In scena il 18 dicembre 2025 al Nuovo Teatro Ateneo di Roma
Immaginate di entrare in un teatro e scoprire che non ci sono attori. Il pubblico entra in uno spazio spoglio, senza battute, senza un cast e senza una sceneggiatura: solo uno schermo che proietta istruzioni in tempo reale.
Inizia in modo semplice, quasi giocoso.
Da qualche parte, qualcuno, in una città, raggiunto il luogo di lavoro, nel suo ufficio, si è sdraiato a terra e ha deciso di smettere di lavorare e il pubblico, guidato attraverso lo spettacolo tramite suggerimenti uditivi e visivi, deve collaborare per cercare di capirne il motivo.
L’Autore dell’opera, Nathan Ellis, ha dichiarato: “Ho scritto lo spettacolo come una sorta di satira della cultura del lavoro sempre attivo e instancabile, e poi il mondo intero si è fermato a causa del COVID. Con l’attenuarsi della pandemia, è affascinante e deprimente vedere come l’energia del “ricominciare” sia rispecchiata dall’opera. Spero che work.txt ponga grandi interrogativi sul perché lavoriamo tutti così duramente e se non riusciamo a immaginare un diverso tipo di rapporto con il lavoro. Lo spettacolo parla di comunità, di lavoro insieme e di gioco – letteralmente non accade senza il pubblico.”

Work.txt è un’opera teatrale in cui lo spettatore di sua iniziativa lavora e recita in team con altri spettatori. E’ uno spettacolo interamente condotto dal pubblico: un esperimento impossibile da replicare identico una volta finita la serata.
Seguendo le istruzioni proiettate su uno schermo, si legge ad alta voce un testo, talvolta con battute assegnate per categorie (“persone dei Gemelli”, “persone che guadagnano più di quattromila euro al mese”). Poi qualcuno, ad alzata di mano, è invitato a salire sul palco e riceve le battute dalle cuffie, c’è anche una coppia di spettatori che prende una copia a testa del copione appena uscito da una stampante e, davanti a un microfono, legge i dialoghi, come parte di un’esperienza collettiva e interattiva.
Una piccola istruzione porta a un’azione; un’azione crea una scena.
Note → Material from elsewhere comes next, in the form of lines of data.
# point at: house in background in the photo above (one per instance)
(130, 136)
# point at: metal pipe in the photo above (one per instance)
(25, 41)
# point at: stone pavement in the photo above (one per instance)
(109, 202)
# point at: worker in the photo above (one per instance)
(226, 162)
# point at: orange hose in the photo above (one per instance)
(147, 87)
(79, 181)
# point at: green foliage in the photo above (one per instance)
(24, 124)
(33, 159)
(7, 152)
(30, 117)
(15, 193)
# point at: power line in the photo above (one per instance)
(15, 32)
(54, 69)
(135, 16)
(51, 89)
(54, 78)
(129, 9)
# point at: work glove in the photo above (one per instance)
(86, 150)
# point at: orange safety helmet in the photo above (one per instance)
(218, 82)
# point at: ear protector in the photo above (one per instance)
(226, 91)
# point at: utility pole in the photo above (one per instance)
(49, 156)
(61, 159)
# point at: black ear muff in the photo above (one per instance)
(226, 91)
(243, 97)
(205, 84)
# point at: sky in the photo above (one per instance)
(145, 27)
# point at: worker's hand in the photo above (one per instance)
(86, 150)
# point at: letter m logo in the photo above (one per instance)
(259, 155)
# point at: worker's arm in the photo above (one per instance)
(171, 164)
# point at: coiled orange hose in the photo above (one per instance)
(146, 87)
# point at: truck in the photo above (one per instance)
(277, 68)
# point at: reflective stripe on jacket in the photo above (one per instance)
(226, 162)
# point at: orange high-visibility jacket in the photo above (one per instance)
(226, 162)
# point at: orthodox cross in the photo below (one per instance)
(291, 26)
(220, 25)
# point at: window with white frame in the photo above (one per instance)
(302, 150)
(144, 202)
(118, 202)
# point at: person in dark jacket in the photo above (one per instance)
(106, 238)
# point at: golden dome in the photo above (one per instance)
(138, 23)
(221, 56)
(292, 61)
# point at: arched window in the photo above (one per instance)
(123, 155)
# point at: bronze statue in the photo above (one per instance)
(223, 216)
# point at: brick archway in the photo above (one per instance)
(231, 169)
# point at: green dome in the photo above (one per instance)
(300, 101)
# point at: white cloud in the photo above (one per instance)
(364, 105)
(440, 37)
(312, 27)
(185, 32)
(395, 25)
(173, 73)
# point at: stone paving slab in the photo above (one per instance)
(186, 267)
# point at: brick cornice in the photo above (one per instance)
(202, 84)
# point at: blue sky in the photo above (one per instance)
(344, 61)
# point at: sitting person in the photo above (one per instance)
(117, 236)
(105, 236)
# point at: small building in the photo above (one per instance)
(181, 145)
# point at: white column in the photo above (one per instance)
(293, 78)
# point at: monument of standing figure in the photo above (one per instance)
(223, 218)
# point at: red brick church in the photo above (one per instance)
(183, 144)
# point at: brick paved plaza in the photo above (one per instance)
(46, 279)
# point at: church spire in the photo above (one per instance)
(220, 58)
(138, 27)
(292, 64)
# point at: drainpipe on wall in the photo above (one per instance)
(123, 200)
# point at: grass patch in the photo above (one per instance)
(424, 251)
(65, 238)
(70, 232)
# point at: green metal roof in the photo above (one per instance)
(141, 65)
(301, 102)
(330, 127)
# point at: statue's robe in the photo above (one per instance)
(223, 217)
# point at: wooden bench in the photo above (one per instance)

C’è umorismo, una silenziosa intimità, improvvise ondate di emozioni. Un momento sembra banale, quello successivo ha un peso. Appaiono compiti, si formano scene e in breve tempo sconosciuti hanno costruito qualcosa di più grande di loro, un capolavoro silenzioso: un’opera invisibile che rende visibile il gioco.
Il Nuovo Teatro Ateneo, che presenta, per la stagione 2025-2026 un cartellone dal forte carattere internazionale diventa il luogo in cui il cuore creativo della città batte forte.
Come sottolineato dalla Rettrice dell’Università La Sapienza, Antonella Polimeni, è “un vero laboratorio di dialogo tra il sapere e la società”. La piéce sperimenta una forma di teatro partecipativo che si distingue per l’audacia con cui mette alla prova il potenziale del teatro.
E anche se non compaiono attori, la progettazione è meticolosa. Gli spunti arrivano alla perfezione e la scrittura è così incisiva da catturare l’attenzione.
Senza che tu te ne accorga, fai parte di un collettivo: costruisci un ufficio, diventi narratore, assumi ruoli che non avevi pianificato di assumere. A un certo punto si sta discutendo di intelligenza artificiale e lavoro; in un altro momento siamo in una galleria d’arte a decidere chi può davvero essere definito un artista. C’è anche un momento di karaoke che unisce tutta la sala sulle note di una celebre canzone di Celine Dion, anche quel momento è stato pensato attentamente.
C’è un’intelligenza nascosta che plasma il percorso. Imprevedibile ma mai caotico. È divertente, imbarazzante e inaspettatamente toccante. La struttura è lì; solo che non si riesce a vedere la mappa, tutti trattengono un po’ il respiro, aspettando di vedere come andrà a finire. Ellis mescola l’introspezione esistenziale con un particolare senso di umorismo britannico, temperata dal grido silenzioso di un mondo che anela a reinventarsi. David Byrne del Royal Court Theatre ha descritto Nathan Ellis come “il futuro del teatro”, interessato a “fornire metafore teatrali che ci aiutino a comprendere la tecnologia che usiamo ogni giorno”.
E al termine della emozionante performance dal vivo, fatta per essere vissuta non solo guardata, i titoli di coda recitano: “Siete andati molto bene. Grazie per aver partecipato”.